Very interesting article and map regarding Mexican migration.  I'm not very familiar with Mexican states, provinces, or cities, but someone who is would find this article interesting.  It talks about each province in Mexico, how many people emigrate away from there, and where they immigrate to. 

Irvin Sierra's curator insight, October 14, 2014 10:51 PM

This relates o the topic that we are talking about in class because it has to do with migration. This topic is showing us how many people from Mexico come to the US especially more from Morelos. I didn't think that most Mexicans would come from that sate. That's what makes it interesting because I thought that more people would migrate to the US from other parts of Mexico. Like i know a lot of people from here in Longmont who are mostly from Durango and even from Guanajuato, from where i am from. My dad actually migrated from Mexico to the US and well basically i did too as well as my mom except for my sister. My dad wanted to Migrate here so that he could have a better job and life for him and us. It sucks how the number of migrants from Mexico have slowed down, because most of the undocumented people and just the ones who come from Mexico are helping the U.S with the population as well as the jobs around here. 

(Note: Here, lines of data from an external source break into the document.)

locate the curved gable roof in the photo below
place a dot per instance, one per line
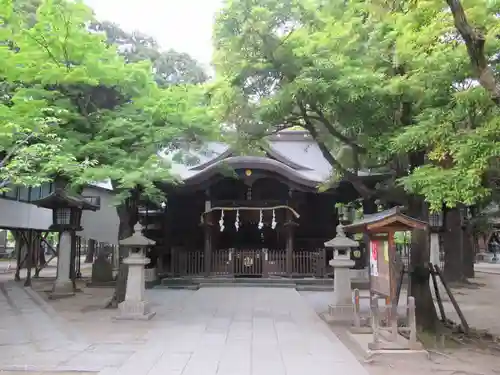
(258, 162)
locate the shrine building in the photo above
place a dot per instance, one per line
(249, 216)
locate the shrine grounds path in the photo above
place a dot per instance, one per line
(223, 331)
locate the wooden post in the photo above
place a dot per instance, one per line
(412, 325)
(375, 322)
(19, 249)
(289, 243)
(207, 250)
(29, 256)
(357, 318)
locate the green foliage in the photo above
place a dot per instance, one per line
(73, 105)
(390, 80)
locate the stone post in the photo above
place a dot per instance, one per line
(63, 286)
(342, 307)
(135, 307)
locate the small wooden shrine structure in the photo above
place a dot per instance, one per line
(384, 271)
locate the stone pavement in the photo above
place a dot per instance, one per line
(223, 331)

Jason Schneider's curator insight, February 3, 4:09 PM

When it comes to ethnic groups in the United States, many of the hispanic/mexican ancestors occur in the southwestern area of the United States. That's obviously because Mexico is southwest of the United States. When it comes to emigrating from Mexico, individuals immigrate to the United States (mostly southwest of the United States) so they can live a different, hopefully better economy. Plus, they try to escape the gang violence and drug violence in Mexico.